Physical vs. Emotional Feelings

 Emotions vs. Sensations


There are two kinds of feelings; physical sensations and emotions.

Sensations are feelings that are stimulated by chemicals or nerves.  We’ve all experienced the ghrelin hormone that makes us feel hungry, as well as physical pain when our nerves have sensed when we’ve been burnt or scratched.  While sometimes painful, these types of feelings help protect us from physical danger and help us become our healthiest selves.


The other type of feelings are emotions!  Emotions come from our THOUGHTS (aka the sentences in our brains).  Our emotions are NOT created by our surroundings or circumstances, no matter how great or grim.  Our circumstances are neutral until we create thoughts about them.  This is excellent news because it means that all of us can feel joy, confidence, and empowerment no matter what our surroundings are.
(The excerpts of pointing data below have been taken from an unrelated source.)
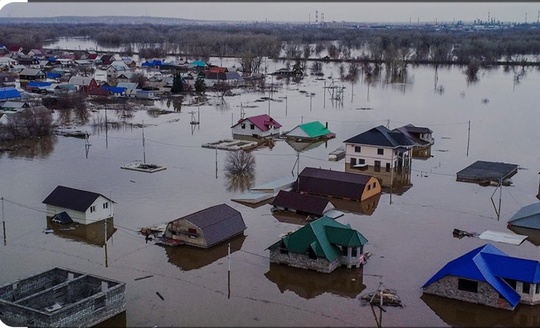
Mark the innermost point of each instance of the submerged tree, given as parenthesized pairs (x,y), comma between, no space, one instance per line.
(239,170)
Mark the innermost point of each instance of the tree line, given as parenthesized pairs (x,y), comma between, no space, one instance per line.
(416,45)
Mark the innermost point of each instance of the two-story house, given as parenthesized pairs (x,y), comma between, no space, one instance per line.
(378,147)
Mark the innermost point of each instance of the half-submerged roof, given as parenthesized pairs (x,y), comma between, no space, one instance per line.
(484,170)
(301,202)
(218,222)
(381,136)
(313,129)
(489,264)
(71,198)
(527,217)
(264,122)
(323,236)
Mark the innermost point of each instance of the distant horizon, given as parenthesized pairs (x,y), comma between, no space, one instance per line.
(287,12)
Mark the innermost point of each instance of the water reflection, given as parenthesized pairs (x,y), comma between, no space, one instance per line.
(465,314)
(191,258)
(533,235)
(92,234)
(118,320)
(310,284)
(30,148)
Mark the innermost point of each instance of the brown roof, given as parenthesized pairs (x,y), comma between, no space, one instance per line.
(331,183)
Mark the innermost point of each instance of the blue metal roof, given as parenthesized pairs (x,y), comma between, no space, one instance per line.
(489,264)
(9,93)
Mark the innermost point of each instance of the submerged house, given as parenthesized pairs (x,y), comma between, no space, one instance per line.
(488,276)
(207,227)
(337,184)
(378,147)
(322,245)
(81,206)
(309,131)
(61,298)
(256,126)
(301,203)
(422,138)
(527,217)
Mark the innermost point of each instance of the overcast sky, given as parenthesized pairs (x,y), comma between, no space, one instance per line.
(285,11)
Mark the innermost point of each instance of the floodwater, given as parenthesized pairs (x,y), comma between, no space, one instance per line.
(409,233)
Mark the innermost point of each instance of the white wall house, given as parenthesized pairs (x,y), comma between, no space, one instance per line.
(379,148)
(256,126)
(82,206)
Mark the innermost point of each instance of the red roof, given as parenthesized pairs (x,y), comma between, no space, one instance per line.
(263,122)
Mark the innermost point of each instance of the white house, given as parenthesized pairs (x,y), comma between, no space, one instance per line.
(256,126)
(82,206)
(378,147)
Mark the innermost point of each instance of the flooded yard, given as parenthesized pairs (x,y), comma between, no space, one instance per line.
(409,232)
Some feelings can be both sensations and emotions, like feeling pain, anxious, depressed, or tired.  In coaching sessions I’ve had many teenagers tell me that they feel tired and we’ve discussed if it's because their body is physically exhausted or if they’re emotionally tired about something going on in their life.


I want teenagers to know the difference between sensations and emotions so that they can,

  1. Understand their feelings and where they come from

  2. Decide how they want to feel about life instead of being swayed by their experiences

  3. Intentionally create powerful beliefs about themselves

  4. Grow and find joy even in times of physical pain


Both emotions and sensations will help and inform you on your life journey.  For example, in order to grow physically stronger you need to accept the feelings of soreness, exhaustion, and pain.  In order to grow new friendships you need to be willing to feel uncomfortable.  Everything you choose in life will bring positive and negative emotions.
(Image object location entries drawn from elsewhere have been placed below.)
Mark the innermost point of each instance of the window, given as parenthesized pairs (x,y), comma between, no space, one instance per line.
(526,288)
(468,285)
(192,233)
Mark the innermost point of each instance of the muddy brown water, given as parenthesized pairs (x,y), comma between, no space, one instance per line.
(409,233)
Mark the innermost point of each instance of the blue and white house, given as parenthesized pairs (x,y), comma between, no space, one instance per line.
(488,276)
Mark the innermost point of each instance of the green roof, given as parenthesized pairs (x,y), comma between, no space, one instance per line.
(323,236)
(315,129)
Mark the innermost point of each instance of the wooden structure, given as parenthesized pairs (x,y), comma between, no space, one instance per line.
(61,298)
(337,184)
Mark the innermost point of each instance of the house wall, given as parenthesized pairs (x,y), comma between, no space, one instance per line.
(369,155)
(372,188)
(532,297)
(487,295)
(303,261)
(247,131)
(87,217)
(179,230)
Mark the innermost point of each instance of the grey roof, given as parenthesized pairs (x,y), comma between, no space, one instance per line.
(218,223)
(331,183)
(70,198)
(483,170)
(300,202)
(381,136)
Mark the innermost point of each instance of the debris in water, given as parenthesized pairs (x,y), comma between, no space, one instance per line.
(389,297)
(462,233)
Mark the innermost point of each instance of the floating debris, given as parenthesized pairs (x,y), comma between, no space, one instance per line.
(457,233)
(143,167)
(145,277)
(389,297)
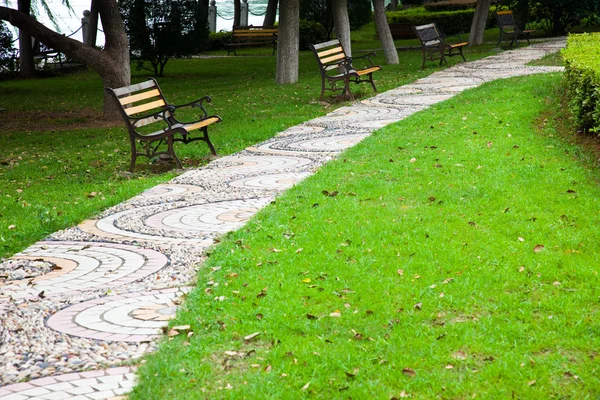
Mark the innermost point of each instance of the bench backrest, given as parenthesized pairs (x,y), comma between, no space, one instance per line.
(330,55)
(429,35)
(254,33)
(505,19)
(139,103)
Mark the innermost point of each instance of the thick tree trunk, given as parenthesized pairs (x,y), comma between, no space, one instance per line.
(482,10)
(112,63)
(341,23)
(237,11)
(27,65)
(271,13)
(383,30)
(288,42)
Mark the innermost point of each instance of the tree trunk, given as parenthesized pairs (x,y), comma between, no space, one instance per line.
(271,13)
(112,63)
(92,24)
(27,65)
(341,23)
(288,42)
(383,30)
(482,10)
(237,11)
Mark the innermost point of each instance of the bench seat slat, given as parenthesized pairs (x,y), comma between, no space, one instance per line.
(134,88)
(145,107)
(140,96)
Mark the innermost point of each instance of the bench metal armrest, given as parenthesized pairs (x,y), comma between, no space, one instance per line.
(196,103)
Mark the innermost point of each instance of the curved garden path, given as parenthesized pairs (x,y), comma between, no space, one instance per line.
(101,292)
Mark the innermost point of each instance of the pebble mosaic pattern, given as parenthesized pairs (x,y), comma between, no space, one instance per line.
(132,317)
(126,294)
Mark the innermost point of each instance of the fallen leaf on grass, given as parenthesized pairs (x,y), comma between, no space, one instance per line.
(251,336)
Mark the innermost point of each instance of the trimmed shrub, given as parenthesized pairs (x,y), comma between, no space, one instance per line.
(450,5)
(582,77)
(449,22)
(311,32)
(218,40)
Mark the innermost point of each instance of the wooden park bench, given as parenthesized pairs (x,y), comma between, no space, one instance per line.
(402,31)
(252,36)
(336,66)
(144,104)
(508,26)
(433,46)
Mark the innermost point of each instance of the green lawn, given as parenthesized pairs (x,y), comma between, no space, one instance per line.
(458,260)
(59,165)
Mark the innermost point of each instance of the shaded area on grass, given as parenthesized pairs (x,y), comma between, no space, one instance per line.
(460,250)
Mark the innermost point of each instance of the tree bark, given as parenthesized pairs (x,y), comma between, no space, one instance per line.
(383,30)
(237,11)
(288,42)
(270,13)
(27,64)
(482,10)
(93,24)
(112,63)
(341,23)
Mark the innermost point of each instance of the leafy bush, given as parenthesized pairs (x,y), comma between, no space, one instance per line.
(219,40)
(582,77)
(449,22)
(450,5)
(311,32)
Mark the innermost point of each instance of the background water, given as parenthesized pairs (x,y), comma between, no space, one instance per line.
(69,22)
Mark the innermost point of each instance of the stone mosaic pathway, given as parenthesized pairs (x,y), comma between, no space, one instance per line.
(99,294)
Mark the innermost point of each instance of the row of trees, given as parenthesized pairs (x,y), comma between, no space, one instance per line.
(152,25)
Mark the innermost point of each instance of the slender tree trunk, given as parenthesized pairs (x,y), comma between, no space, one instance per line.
(27,65)
(288,42)
(383,30)
(112,63)
(237,11)
(341,23)
(271,13)
(93,24)
(482,10)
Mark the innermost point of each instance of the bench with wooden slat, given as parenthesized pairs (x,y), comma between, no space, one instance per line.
(252,36)
(508,26)
(336,67)
(144,104)
(433,46)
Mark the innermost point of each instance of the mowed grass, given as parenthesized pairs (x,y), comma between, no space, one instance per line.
(451,255)
(60,165)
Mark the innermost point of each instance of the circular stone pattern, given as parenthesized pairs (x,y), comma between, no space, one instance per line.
(84,266)
(169,189)
(131,317)
(319,145)
(100,385)
(271,182)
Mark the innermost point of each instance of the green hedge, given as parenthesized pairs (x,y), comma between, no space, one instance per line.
(450,22)
(582,77)
(450,5)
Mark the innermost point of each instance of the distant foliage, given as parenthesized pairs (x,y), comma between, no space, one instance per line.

Something cool about emotions is that they can be more powerful than our physical sensations.  Even in the middle of a hard workout I can feel joy, or when I fall I can laugh, or even when I’m sick I can feel at peace.  We will all experience a variety of physical pain, but our controllable emotions can dictate whether we enjoy our life or not.


Let me give you some examples.


Once, while surfing I dislocated my shoulder underwater.  The waves were rolling over my head and I was in a lot of pain, but I cleared my mind so that I would be able to put my shoulder back in place and swim to shore.


Have you ever been in a lot of physical pain but felt calm or peaceful? 


Sometimes, we make our physical pains or problems even bigger with our emotional ones.  A cute example of this is from last year in Paris when I watched a child trip on some grass.  Her fall was very brief and she didn’t cry until she turned around and saw us watching her.  Maybe her mind was thinking about how she doesn’t like people watching her make mistakes, or maybe she thought it was unfair that she fell, or maybe she just wanted her mom.  She could have laughed or felt peaceful about her little tumble, but she didn’t because of how she was thinking.


I love the current movement to not discard children’s emotions, but sometimes I feel we over exacerbate them.  My students need lots of love, but I do not coddle them.  I allow my students to be powerful.  I constantly cheer them on AND create experiences for them to work hard, fail, and try new things.  When their emotions come up we talk about them together.  Being an adult isn’t a walk in the park, so I want to help raise gritty, positive, and mature kids.  My advice for adults working with children in pain is to look at it like a doctor, who doesn’t add their own personal emotion.  If the child is safe, then observe and be curious about their child’s emotions.  What is your child believing about themselves and about life?  What do they believe about their circumstances?


I hope that I can become more emotionally powerful and resilient.  My favorite example of this is my Savior who was filled with so much love that he willingly took on all my pain and paid for my sins.  It’s a kind of love I never want to forget and hope to grow.